For those who cry out, “there is injustice in the world! Rape! Incest! Congenital life-destroying disease!” is the answer to this abortion? Who are we to say that it is? God has so ordered the world that every life He creates has a purpose and that purpose is to bring us all closer to Him. And of all those messy, terrible, truly tragic things that happen, what is a more fitting promise of God’s love for us than giving us the gift of life?

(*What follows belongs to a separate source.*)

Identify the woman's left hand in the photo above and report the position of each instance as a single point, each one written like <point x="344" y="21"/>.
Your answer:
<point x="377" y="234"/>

Now I know there are horrors in this world, and it’s all well and good to look at a situation from afar and think this, but what if we all thought this way? What if, instead of condemning babies because they change your nightlife and because they cost money, we celebrated them as the very blessings that they are, the gifts of life that God bestows on us so that we might, in some small way, come to better know His love for us? Each and everyone of us needs to accept this reality, even if it is a hard reality. If you are one to withhold the sanctity of every life, change your opinion. Look at life as a blessing even if it seems like it comes at the wrong time or in the wrong place. What each and every one of us thinks matters because what we think drives our actions. Don’t be like the person who won’t vote in an election because how could it possibly be that just that one vote will change anything. That vote, your opinion, doesn’t exist in a vacuum.

Love humans, all of them, even the messy and horrifying ones or the ones that come into being because of something messy or tragic. Love the ones starting their lives and the ones who are coming to their end naturally. Because Jesus does, and He has asked the same of us. So far, we have repeatedly failed Him, and look at what the world has become. So why not try something a little different, a little more radical: Value each and every life, regardless of how it started or how it’s ending. Be bold and love all. And see where that might lead us and the world.